Rogan cited that clip in his apology video, sharing it as an example of how the racist slur would sometimes “come up in conversation” on his podcast.
He also addressed another clip from his podcast, in which he discussed going to see a “Planet of the Apes” movie in a predominantly Black neighborhood.
In the clip, Rogan can be heard saying that stepping into the movie theater was like walking into “Planet of the Apes.”
“We walked into Africa, dude,” he said. “There was no white people.”

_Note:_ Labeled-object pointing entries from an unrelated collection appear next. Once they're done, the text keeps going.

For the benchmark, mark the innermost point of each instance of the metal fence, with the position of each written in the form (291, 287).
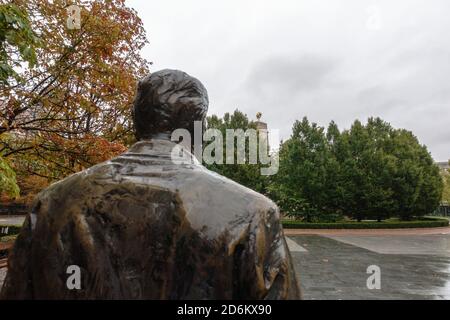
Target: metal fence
(13, 209)
(443, 210)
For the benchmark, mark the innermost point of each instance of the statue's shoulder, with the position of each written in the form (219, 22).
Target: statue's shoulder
(216, 186)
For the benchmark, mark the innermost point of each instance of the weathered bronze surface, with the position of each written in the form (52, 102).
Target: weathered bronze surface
(142, 226)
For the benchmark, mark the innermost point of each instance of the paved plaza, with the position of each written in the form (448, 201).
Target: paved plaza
(411, 266)
(332, 264)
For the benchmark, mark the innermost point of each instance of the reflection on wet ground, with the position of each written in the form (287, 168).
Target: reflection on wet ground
(335, 267)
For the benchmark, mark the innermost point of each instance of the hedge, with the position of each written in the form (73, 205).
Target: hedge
(426, 223)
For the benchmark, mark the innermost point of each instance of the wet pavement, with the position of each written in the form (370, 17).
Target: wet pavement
(11, 220)
(411, 266)
(414, 264)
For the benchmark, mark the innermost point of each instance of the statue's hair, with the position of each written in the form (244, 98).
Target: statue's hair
(167, 100)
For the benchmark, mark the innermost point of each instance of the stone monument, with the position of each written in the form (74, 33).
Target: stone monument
(143, 227)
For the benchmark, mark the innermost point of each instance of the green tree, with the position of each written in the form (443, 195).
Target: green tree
(446, 186)
(17, 45)
(365, 170)
(303, 185)
(18, 42)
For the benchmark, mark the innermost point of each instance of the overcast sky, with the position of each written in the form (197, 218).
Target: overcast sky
(324, 59)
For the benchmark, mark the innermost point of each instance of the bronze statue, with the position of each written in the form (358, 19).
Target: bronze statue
(143, 227)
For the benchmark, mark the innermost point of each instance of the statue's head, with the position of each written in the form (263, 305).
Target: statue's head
(167, 100)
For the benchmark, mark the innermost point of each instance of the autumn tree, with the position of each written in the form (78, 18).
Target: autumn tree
(17, 46)
(73, 109)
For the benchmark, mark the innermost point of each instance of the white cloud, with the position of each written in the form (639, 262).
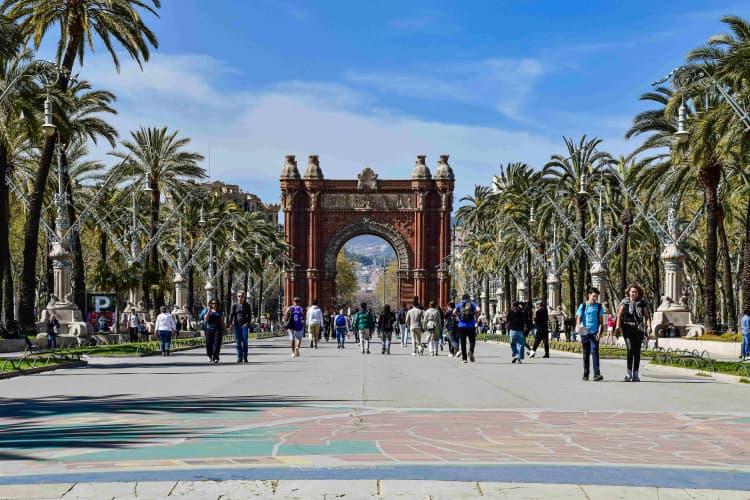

He later admitted in the video that that was a “racist thing for me to say,” saying that “‘Planet of the Apes’ didn’t take place in Africa.” He then insisted it was a “positive experience.”
The clip was filmed in 2013, according to The New York Times.
Rogan denied that he was referring to Black people as apes in his video on Saturday, saying that it “wasn’t a racist story but it sounded terrible.”
Spotify did not immediately return a request for comment on the video compilation of Rogan.
The streaming platform’s CEO Daniel Ek addressed the controversy surrounding Rogan in an external press release published on Sunday, and in a speech to employees shared by The Verge on Thursday.
In his speech, Ek said there were a number of Rogan’s episodes that are not on the platform since they violate the company’s rules. He also said: “There are many things that Joe Rogan says that I strongly disagree with and find very offensive.”